Human biochem lecture 7

Chapter 9 – Carbohydrates

• Glycogen, GSDs, and other CHO molecules

• Lecture Date: January 28th, 2025

• Reading Material: Biochemistry: Concepts and Connections, Chapter 9 (Pages 279-303)

Lecture Overview

• Relevant Disease Topic: Glycogen and Glycogen Storage Diseases (GSDs)

• Key Topics Covered:

  • Monosaccharides

  • Types and shapes of monosaccharides

  • Oligosaccharides

  • Polysaccharides and their structures

  • Hybrid structures from monosaccharides

  • Glycoproteins and blood types

• More detailed talk on metabolism to be covered in future lectures (Chapters 11 and beyond)

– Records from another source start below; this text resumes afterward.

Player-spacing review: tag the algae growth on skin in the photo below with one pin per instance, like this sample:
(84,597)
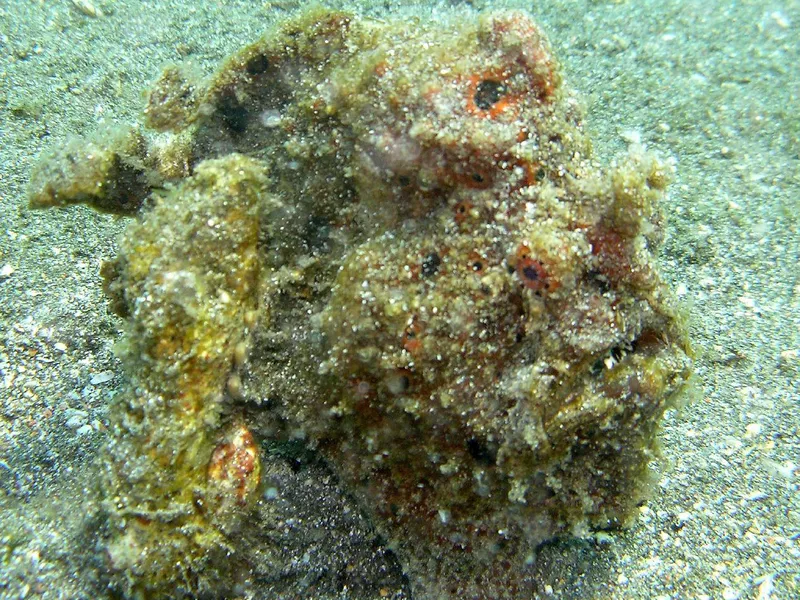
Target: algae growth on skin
(391,238)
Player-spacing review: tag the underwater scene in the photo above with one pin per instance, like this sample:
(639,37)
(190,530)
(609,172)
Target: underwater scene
(444,300)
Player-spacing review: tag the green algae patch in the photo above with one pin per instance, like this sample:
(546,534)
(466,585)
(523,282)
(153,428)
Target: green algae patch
(399,235)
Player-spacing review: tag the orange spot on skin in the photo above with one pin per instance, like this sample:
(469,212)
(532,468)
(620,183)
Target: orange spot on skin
(612,252)
(234,467)
(528,50)
(411,337)
(506,102)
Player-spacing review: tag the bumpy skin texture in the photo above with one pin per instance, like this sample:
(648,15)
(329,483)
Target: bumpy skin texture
(457,305)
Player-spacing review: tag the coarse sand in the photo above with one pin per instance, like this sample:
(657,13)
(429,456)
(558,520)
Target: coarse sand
(713,84)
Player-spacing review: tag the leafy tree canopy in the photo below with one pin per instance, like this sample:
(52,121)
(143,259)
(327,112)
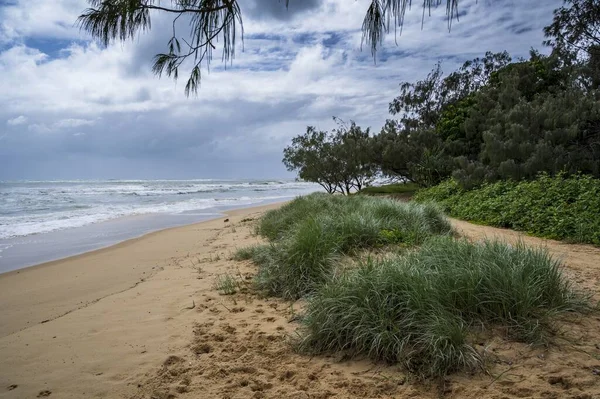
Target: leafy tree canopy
(215,23)
(339,161)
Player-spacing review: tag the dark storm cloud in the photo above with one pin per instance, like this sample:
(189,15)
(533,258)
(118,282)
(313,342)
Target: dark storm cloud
(276,9)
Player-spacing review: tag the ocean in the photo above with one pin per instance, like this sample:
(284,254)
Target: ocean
(42,221)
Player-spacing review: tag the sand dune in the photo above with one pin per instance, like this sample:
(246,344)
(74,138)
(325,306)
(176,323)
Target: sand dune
(143,319)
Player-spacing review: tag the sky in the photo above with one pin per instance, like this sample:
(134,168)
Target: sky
(73,109)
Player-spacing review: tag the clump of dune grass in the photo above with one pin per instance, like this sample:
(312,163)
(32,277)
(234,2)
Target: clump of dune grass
(420,308)
(227,284)
(308,235)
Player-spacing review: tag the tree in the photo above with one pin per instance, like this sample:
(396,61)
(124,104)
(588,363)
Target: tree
(351,150)
(575,28)
(416,155)
(338,161)
(217,21)
(421,104)
(311,155)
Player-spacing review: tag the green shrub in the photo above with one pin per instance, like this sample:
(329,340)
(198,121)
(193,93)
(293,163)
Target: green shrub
(420,308)
(310,233)
(551,207)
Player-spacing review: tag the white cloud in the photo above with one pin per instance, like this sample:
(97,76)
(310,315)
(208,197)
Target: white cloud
(293,73)
(71,123)
(19,120)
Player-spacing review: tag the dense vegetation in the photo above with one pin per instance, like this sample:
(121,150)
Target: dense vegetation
(310,234)
(421,309)
(421,299)
(494,119)
(552,207)
(487,132)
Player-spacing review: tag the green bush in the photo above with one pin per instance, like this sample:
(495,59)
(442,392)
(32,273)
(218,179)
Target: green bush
(309,234)
(551,207)
(420,308)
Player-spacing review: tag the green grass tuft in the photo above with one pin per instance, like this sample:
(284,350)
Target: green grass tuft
(420,308)
(404,189)
(309,234)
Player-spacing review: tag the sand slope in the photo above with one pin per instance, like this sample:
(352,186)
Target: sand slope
(144,320)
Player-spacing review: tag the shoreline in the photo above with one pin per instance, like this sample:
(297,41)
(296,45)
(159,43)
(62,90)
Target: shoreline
(95,324)
(210,214)
(93,264)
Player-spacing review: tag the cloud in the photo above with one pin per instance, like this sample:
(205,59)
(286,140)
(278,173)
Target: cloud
(95,112)
(19,120)
(276,9)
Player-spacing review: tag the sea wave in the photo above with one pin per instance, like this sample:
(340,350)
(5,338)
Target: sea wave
(26,225)
(28,208)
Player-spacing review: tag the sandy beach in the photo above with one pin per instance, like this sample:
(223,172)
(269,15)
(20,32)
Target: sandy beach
(143,319)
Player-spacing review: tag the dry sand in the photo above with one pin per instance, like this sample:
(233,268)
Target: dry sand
(143,319)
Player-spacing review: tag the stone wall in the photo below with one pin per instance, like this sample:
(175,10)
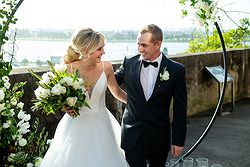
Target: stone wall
(202,89)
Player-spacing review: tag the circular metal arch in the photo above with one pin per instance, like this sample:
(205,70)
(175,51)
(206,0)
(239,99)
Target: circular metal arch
(219,103)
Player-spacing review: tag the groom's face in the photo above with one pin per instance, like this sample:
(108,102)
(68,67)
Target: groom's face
(147,48)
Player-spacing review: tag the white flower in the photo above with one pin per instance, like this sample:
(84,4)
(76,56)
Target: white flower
(29,164)
(1,95)
(22,142)
(2,107)
(58,89)
(49,141)
(71,101)
(12,113)
(6,125)
(7,85)
(5,79)
(20,115)
(20,105)
(13,101)
(164,75)
(42,93)
(67,80)
(38,161)
(77,85)
(26,117)
(11,156)
(24,127)
(60,68)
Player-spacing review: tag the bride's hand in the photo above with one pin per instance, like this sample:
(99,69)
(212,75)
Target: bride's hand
(69,111)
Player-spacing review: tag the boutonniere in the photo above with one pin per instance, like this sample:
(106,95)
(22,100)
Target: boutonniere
(164,75)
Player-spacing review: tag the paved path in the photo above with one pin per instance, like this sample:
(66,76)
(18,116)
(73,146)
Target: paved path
(228,141)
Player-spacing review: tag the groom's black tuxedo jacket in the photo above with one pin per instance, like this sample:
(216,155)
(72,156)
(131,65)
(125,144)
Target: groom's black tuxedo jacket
(148,121)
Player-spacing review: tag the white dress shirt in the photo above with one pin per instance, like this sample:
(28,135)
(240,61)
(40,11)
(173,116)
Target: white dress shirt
(148,77)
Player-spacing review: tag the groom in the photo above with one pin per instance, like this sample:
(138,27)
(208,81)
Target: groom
(152,81)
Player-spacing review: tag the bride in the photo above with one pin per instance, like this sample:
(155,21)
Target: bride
(93,138)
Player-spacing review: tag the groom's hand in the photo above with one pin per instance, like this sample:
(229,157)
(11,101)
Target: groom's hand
(176,150)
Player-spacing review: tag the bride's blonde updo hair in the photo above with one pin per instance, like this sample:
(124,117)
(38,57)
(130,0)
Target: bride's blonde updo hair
(85,39)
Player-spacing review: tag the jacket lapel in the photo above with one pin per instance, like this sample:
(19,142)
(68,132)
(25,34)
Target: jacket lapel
(164,64)
(138,74)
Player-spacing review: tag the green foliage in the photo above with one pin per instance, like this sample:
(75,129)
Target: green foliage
(234,38)
(58,90)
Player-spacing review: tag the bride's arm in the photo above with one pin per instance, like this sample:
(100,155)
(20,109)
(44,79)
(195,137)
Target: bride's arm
(115,90)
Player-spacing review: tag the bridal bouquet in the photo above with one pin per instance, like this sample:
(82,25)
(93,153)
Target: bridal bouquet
(58,89)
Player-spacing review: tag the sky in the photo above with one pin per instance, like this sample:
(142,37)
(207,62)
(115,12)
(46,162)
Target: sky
(113,14)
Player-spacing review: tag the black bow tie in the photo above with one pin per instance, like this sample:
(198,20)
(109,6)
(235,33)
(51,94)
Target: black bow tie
(147,63)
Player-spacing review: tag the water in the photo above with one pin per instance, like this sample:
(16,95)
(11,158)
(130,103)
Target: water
(44,50)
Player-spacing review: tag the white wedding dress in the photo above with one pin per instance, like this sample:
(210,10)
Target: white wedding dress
(89,140)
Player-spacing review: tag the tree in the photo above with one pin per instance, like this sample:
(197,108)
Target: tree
(234,38)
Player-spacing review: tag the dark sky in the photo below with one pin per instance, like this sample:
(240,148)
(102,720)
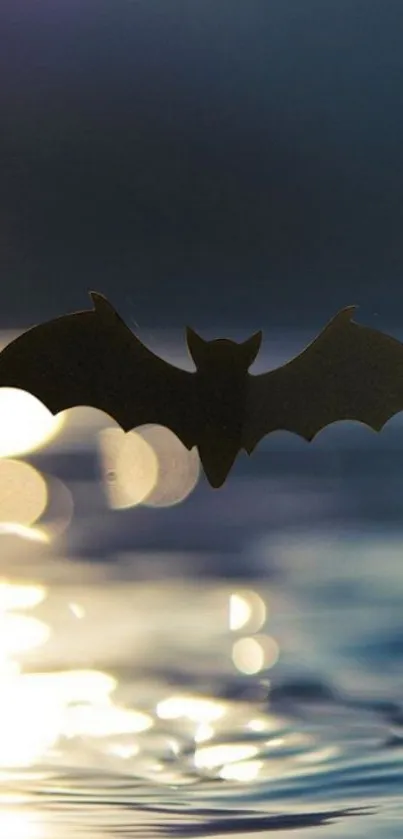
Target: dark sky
(202,161)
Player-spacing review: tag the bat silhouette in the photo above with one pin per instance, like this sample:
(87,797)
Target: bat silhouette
(349,372)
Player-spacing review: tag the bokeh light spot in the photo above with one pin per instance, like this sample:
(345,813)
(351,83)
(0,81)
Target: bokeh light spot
(178,468)
(23,492)
(25,423)
(130,467)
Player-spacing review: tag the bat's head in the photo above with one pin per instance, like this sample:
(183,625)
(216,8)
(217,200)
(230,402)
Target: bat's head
(222,354)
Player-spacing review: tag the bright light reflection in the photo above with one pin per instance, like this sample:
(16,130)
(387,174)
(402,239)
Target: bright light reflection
(25,423)
(210,757)
(37,709)
(204,732)
(178,468)
(92,721)
(77,610)
(246,608)
(23,492)
(191,708)
(251,655)
(19,825)
(130,467)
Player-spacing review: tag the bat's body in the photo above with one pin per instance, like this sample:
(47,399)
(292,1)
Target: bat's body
(92,358)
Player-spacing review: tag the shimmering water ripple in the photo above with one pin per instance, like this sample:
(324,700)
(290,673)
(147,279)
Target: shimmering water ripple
(229,665)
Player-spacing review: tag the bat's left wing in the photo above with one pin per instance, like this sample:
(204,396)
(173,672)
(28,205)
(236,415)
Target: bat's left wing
(350,372)
(92,358)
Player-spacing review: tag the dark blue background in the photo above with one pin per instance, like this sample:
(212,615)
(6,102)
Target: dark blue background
(203,161)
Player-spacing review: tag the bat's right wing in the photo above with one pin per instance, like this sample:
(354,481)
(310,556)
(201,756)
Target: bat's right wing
(92,358)
(349,372)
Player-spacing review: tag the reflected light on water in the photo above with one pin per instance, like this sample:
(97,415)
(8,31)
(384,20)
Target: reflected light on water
(191,708)
(77,610)
(38,709)
(91,721)
(147,466)
(23,492)
(246,608)
(25,423)
(243,772)
(251,655)
(212,757)
(178,468)
(129,465)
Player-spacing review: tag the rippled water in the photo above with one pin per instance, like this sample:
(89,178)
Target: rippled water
(230,665)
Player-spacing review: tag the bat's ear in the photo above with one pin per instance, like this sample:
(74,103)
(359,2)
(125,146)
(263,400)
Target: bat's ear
(196,346)
(251,347)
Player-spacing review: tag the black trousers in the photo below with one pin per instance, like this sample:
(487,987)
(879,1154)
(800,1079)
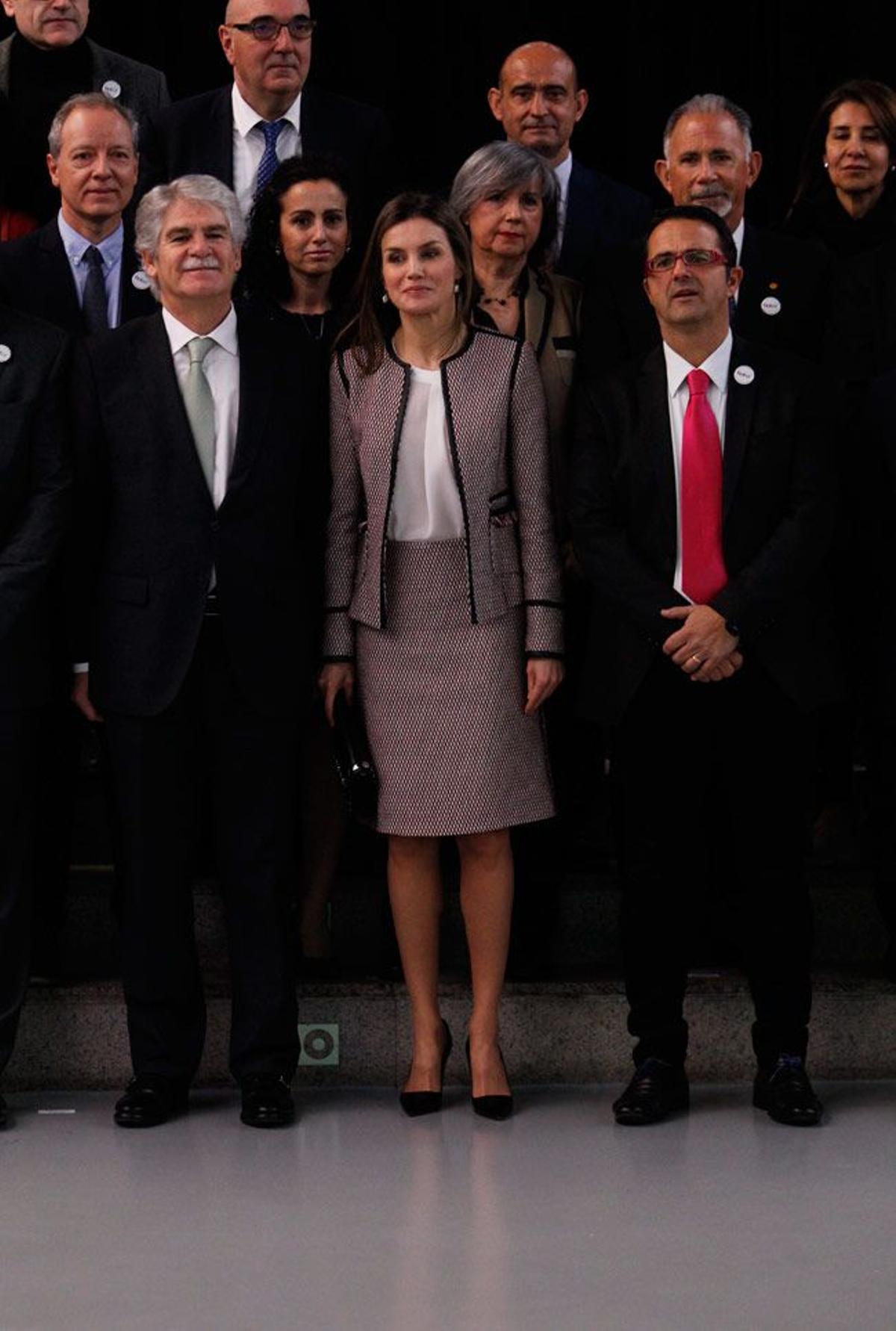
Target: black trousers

• Test Information: Tests should return by next week (Tuesday)

Glycogen Storage Diseases

• Definition of Glycogen:

  • Storage molecule composed of glucose units, tightly bound for quick availability

  • Similarity to plant storage molecules such as amylopectin

Pathway of Glucose Metabolism

• Glucose can be:A. Used in glycolysis and the Kreb’s cycleB. Stored as glycogen

• Enzyme activity levels crucial for metabolic function; deficiencies may lead to GSDs

Glycogen Storage Diseases – Overview

• Numerous defects possible in glycogen metabolism

• Highlighted congenital defects include:

  • Type I (von Gierke Disease): Glucose-6-phosphatase deficiency

  • Type II (Pompe Disease): Acid maltase deficiency

  • Type III (Cori or Forbes Disease): Debranching enzyme deficiency

  • Type IV (Andersen Disease): Branching enzyme deficiency

  • Type V (McArdle Disease): Muscle glycogen phosphorylase deficiency

  • Type VI (Hers Disease): Liver glycogen phosphorylase deficiency

  • Type VII (Tarui Disease): Muscle phosphofructokinase deficiency

  • Type IX: Liver phosphorylase kinase deficiency

Glycogen Storage Disease Type 1

• Common Name: von Gierke’s disease

• Genetics: Autosomal recessive, requires deficient enzyme copies from both parents

• Key Cause: Deficiency in glucose-6-phosphatase enzyme

Pathology of Glycogen Storage Disease Type 1

• Affects organs involved in glycogen storage: mainly the liver, also kidneys and intestines

• Main Clinical Findings:

  • Hepatomegaly (enlargement of the liver)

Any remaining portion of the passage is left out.